What This Graham Star Learned from Training in Martial Arts for a New Akram Khan-Choreographed Show

February 24, 2019

When dancers kick their legs, they typically try to avoid hitting their colleagues. But the performers in the upcoming show Dragon Spring Phoenix Rise, choreographed by Akram Khan, have had to train to do just the opposite.

“It’s not a grand battement. You’re kicking someone’s face. It has to have intention,” says Martha Graham Dance Company star PeiJu Chien-Pott, who plays the role of Xiao Lian, a mother fighting to protect her family.

At the same time, the trick of performing martial arts onstage is, of course, to not actually hurt the other person. To pull this off convincingly, the six lead performers recently spent two weeks in Beijing training with a kung fu master. Chien-Pott shared with Dance Magazine what she got took away from the experience.

Close-up of PeiJu Chien-Pott weilding her sword
PeiJu Chien-Pott rehearsing in Beijing, with director Chen Shi-Zheng and martial arts assistant, Child G, in the background.

An Rong Xu

Becoming One with a Knife

The type of martial arts she studied is called bagua, which was developed in the mountains of China.

“Each of the main characters has a different superpower, different weapons that he or she’s good at,” says Chien-Pott. “My weapon is a long, metal knife.
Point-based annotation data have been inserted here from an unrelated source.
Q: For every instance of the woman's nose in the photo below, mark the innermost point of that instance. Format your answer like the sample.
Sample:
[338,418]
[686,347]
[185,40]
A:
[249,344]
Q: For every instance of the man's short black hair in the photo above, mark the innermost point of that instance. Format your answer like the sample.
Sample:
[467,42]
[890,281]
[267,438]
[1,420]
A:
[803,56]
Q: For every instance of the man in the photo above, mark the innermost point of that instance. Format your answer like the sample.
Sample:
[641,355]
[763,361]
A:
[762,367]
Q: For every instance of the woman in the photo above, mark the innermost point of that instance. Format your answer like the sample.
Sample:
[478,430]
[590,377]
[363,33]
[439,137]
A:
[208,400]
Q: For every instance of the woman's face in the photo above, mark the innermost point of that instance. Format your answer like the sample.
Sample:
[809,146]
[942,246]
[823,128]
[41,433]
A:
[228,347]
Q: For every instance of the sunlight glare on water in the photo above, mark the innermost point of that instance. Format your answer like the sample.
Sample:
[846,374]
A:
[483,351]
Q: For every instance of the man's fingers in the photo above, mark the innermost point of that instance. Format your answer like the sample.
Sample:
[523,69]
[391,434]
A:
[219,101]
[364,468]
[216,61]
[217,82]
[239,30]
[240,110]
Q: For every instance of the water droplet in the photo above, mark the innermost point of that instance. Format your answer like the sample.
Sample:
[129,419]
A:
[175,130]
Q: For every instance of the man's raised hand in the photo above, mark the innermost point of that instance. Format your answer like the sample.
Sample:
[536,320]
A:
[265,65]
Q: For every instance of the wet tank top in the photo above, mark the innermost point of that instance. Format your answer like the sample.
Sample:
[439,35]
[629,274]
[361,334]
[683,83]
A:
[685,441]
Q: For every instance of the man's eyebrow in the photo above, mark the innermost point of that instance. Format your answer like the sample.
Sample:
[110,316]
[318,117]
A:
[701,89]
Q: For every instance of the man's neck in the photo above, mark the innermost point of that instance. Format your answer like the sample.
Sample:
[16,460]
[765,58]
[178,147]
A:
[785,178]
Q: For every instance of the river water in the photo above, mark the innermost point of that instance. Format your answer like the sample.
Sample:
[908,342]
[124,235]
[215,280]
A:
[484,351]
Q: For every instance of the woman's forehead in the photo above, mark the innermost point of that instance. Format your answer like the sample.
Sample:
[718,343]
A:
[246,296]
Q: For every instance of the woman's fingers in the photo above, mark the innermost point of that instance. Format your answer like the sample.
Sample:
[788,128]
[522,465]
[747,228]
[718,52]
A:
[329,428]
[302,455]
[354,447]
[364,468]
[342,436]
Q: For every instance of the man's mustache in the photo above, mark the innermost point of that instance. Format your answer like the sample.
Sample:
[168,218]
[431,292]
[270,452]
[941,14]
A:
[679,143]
Ideally, I’ll make it look like part of my limb.”

The show’s director Chen Shi-Zheng and master martial arts choreographer Yuen Woo-Ping sent her a video from 1983 of a woman moving so fluidly that the knife looks like it weighs no more than a feather. “That’s my reference—that’s my goal.”

What She’s Learned

It turns out that kung fu is ultimately less physical than Chien-Pott assumed.

“It’s about speed and control and eye contact,” she says. “The master told me that eye contact takes 60 percent of the effort, the body movement takes 40 percent. It’s about pulling the audience in with intention and strong focus.”

Chien-Pott realized it’s also about taking pauses between movements to breathe and let the audience digest what just happened. “Learning this technique taught me to be patient; naturally, I always want to keep moving. But then it just looks like messy street fighting.”

The Challenges

The training didn’t come easily: Over the course of two weeks in Beijing, Chien-Pott sprained both an inner thigh muscle and an ankle.

The other unexpected difficulty? Getting her knife back home. “Well before even entering the airport I was called and asked, what is that for?” (She ended up having to wrap it with towels and ship it back to New Jersey).

What’s Next

The bulk of rehearsals for the production don’t start until May (for a July premiere), so in the meantime, Chien-Pott is practicing sequences on her own to increase her arm and wrist strength, and to maintain the martial arts movements in her muscle memory.

But she’s not done learning new skills. Next up? Aerial silks.